In May, the Supreme Court decided to send Zubik back down to the lower courts, leaving access to birth control at these religiously affiliated entities in limbo. Since then, the federal government asked for public input on the ACA contraception insurance accommodation, but the future of these accommodations remains to be seen as we transition into a new administration.

Lawmakers Use Religion As An Excuse To Discriminate In The National Defense Authorization Act (NDAA)

This year, legislators tried to sneak taxpayer-funded discrimination into the National Defense Authorization Act (NDAA). The Russell Amendment, a provision added to the bill by Rep. Steve Russell (R-OK), would have allowed religiously affiliated organizations to discriminate in hiring on the basis of religion with grant or contract money. The provision didn’t just apply to defense funds and projects, but to every contract and grant across the entire federal government. If passed, a faith-based organization could have taken taxpayer money to perform a social service for the public—like running the local homeless shelter or working with at-risk youth—and then only hired people who belong to the organization’s denomination or profess the same beliefs. Religiously affiliated hospitals and universities that get government grants or contracts could do the same. LGBTQ employees and women could have lost their jobs because of someone else’s religious beliefs.

We fought back. Forty-two U.S. senators  and eight-nine U.S. Representatives joined us in calling on their colleagues to #RejectRussell in the NDAA. Americans United and our allies also delivered to Congress a petition opposing taxpayer-funded discrimination with over 342,000 signatures. Thanks to these efforts, Congress stripped the provision from the NDAA in December 2016.

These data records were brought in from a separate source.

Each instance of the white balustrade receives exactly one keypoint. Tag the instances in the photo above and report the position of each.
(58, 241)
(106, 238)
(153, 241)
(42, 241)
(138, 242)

Alabama Court of the Judiciary Suspends Chief Justice Roy Moore

Former Alabama Supreme Court Chief Justice Roy Moore, a perennial foe of church-state separation, made news again this year.  After the Supreme Court’s 2015 marriage equality ruling, he instructed Alabama probate judges to cease issuing marriage licenses to same-sex couples. We fought him in court and won, securing a permanent injunction against Moore’s order. His actions, however, also earned him a number of ethic complaints, and though he fought them tooth-and-nail, justice prevailed the Alabama Court of the Judiciary removed Moore from the Supreme Court. It was a great victory for equality, but we may not have heard the last from Moore. He is currently appealing his suspension and may be considered as a replacement in the U.S. Senate if Senator Jeff Sessions (R-AL)is appointed Attorney General.  

*             *             *

From the legislatures to the courts, 2016 brought challenges— and victories— for Americans United and others who fight against using religion as an excuse to harm others. In 2017, we will continue to fight back, continue to stand for equality, fairness, and religious freedom, and continue to protect our neighbors.